Now, thanks to unwitting pet owners who dumped them into nearby lakes, feral populations of the marbled crayfish have been found in in a number of countries, including Croatia, the Czech Republic, Hungary, Japan, Sweden and Ukraine. In Madagascar, the marbled crayfish is threatening the existence of seven other crayfish species because its population grows so quickly and it will eat just about anything. In the European Union, the species, which is also called marmorkrebs, is banned; it's illegal to own, distribute, sell or release the marbled crayfish into the wild.

Genetic origins

A marbled crayfish in a glass tank
Marbled crayfish are probably easy to take care of as pets, but don't do it. Darrick Vanderwier/YouTube

A team of researchers decided to get to the bottom of the marbled crayfish's origins and began work on sequencing its genome in 2013. This was no easy task since no one had sequenced the genome of a crayfish before, or even a relative of the crayfish. Once they sequenced it, however, they sequenced another 15 specimens' genomes to suss out how this invasive clone army got started.

The study of the marbled crayfish's genome was published in Nature Ecology and Evolution.

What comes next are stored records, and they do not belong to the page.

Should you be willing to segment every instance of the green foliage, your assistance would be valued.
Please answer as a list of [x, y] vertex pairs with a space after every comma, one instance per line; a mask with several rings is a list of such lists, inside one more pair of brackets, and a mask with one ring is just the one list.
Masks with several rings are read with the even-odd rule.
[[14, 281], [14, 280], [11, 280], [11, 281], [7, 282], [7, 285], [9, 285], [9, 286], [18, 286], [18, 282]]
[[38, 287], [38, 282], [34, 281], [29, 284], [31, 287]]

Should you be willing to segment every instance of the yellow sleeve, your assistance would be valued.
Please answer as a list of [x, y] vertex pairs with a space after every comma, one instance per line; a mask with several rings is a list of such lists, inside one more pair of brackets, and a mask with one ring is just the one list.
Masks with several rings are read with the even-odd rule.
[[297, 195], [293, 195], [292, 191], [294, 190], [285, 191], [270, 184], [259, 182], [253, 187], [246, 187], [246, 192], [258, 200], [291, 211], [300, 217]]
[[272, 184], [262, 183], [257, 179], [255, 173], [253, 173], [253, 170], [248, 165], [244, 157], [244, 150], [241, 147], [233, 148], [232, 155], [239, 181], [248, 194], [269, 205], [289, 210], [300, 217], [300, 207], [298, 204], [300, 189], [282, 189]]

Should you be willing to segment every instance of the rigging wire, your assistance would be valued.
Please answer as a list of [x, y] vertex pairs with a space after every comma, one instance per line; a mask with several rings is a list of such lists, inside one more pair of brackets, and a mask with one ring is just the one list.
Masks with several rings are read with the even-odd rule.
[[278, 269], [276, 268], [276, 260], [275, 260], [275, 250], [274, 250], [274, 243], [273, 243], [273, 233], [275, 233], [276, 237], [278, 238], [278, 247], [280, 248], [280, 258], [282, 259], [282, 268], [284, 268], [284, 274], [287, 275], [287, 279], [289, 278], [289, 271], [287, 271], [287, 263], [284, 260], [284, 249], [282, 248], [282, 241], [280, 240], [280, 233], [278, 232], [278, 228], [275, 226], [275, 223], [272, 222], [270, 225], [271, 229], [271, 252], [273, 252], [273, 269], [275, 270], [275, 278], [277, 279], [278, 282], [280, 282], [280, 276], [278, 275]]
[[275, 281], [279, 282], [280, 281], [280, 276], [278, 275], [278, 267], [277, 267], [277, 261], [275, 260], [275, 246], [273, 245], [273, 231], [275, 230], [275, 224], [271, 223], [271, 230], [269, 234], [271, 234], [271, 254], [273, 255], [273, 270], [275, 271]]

Marbled crayfish likely got their start when two slough crayfish, a species found in Florida, mated. One of those slough crayfish had a mutation in a sex cell — researchers couldn't determine if it was an egg or sperm cell — that carried two sets of chromosomes instead of just one. Despite this mutation, the sex cells fused and the result was a female crayfish with three sets of chromosomes instead of the usual two. Also unexpectedly, the female offspring didn't have any deformities as a result of those extra chromosomes.

That female was able to induce her own eggs and essentially clone herself, creating hundreds of offspring. The genetic similarities were constant across specimens, regardless of where they were collected. Only a few letters in crayfish's DNA sequence were different.

As to how the crayfish is able to survive in such different waters, its extra chromosome may provide enough genetic material for it to adapt. And it may need that chromosome for other aspects of survival, too. Sexual reproduction creates different combinations of genes that in turn can increase the odds of developing a defense to pathogens. Should one pathogen develop a way to kill a single clone, the crayfish's lack of genetic diversity could be its downfall.

Until then, scientists are intrigued to observe how well the crayfish can thrive, and for how long.

"Maybe they just survive for 100,000 years," Frank Lyko, and lead author on the gene study suggested to The New York Times. "That would be a long time for me personally, but in evolution it would just be a blip on the radar."